Devised by two researchers from the Massachusetts Institute of Technology’s Department of Brain and Cognitive Sciences and the University of Pennsylvania, the new spin on an old classic asked 1,089 human participants to name a single word they would use to explain just what makes humans, well, human.
“We proposed a new method for studying how people think about other kinds of agents, or people that belong to other social groups — essentially give one word to prove your identity,” John McCoy, an assistant professor of Marketing at the Wharton School of the University of Pennsylvania, told Digital Trends. “We asked people to give one word to prove that they’re not a smart robot, and to judge the words of others. We used techniques from natural language processing to cluster the words that people gave, and modeled people’s words and judgments with ideas from game theory.”
The words human respondents used to prove their humanity included “love” (a massive 14 percent of responses), various answers relating to emotions, compassion, religion, and … “poop.” Because what are we as the planet’s current most intelligent beings if not for lovers of toilet humor?
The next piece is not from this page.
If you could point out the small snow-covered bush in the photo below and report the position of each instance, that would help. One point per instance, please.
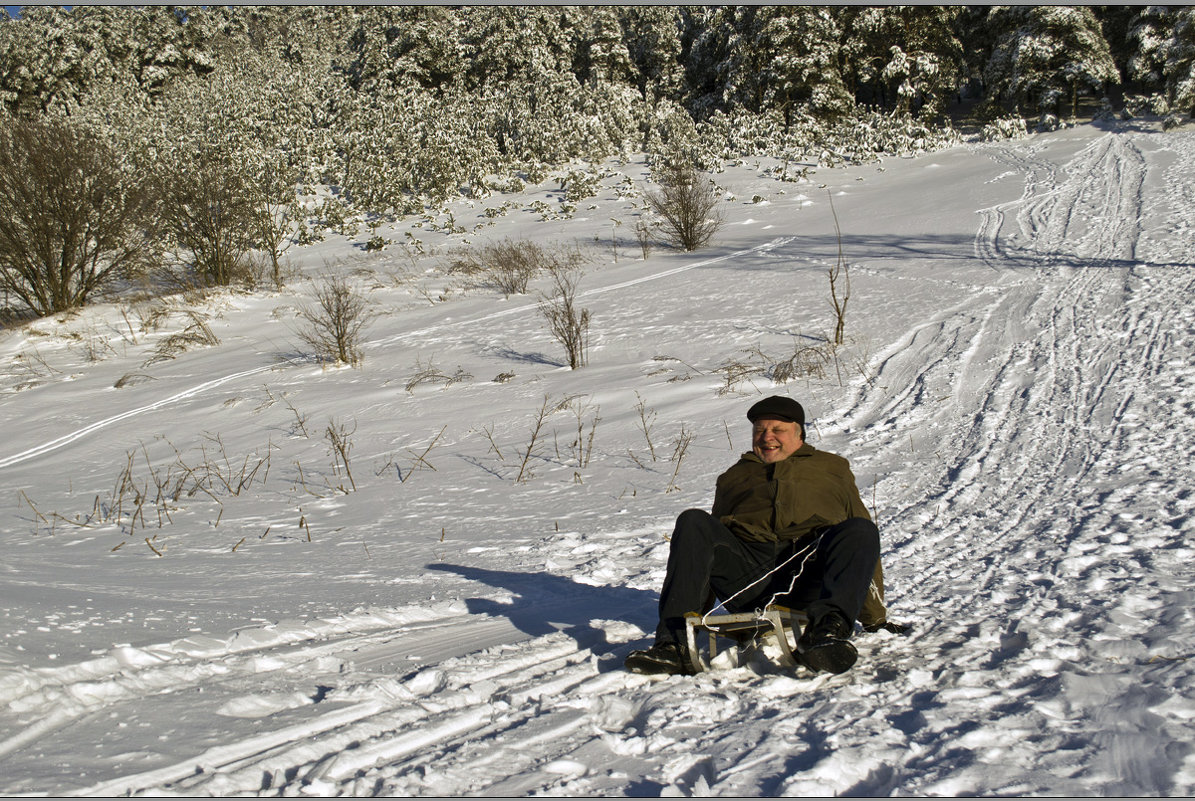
(686, 205)
(335, 325)
(1005, 128)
In fact, poop had a whole lot of significance for the project. After the answers had been collected, the researchers randomly formed pairs of words and then told another group of 2,405 participants to choose which word they thought was from a human and which one was from a robot — despite the fact that both were selected by humans. “Poop” was the one that most people thought had been picked by a human. The least successful, for obvious reasons, was “robot.”
“Most of the words make sense once you see them, but they’re not necessarily what I would have predicted ahead of time,” Tomer Ullman, a postdoctoral associate in the Computational Cognitive Science group at MIT, told us. “Some of the words still have us scratching our heads. That the taboo category word beat out everything else isn’t something I would’ve bet a lot of money on before we ran the study, though it may seem obvious in retrospect.”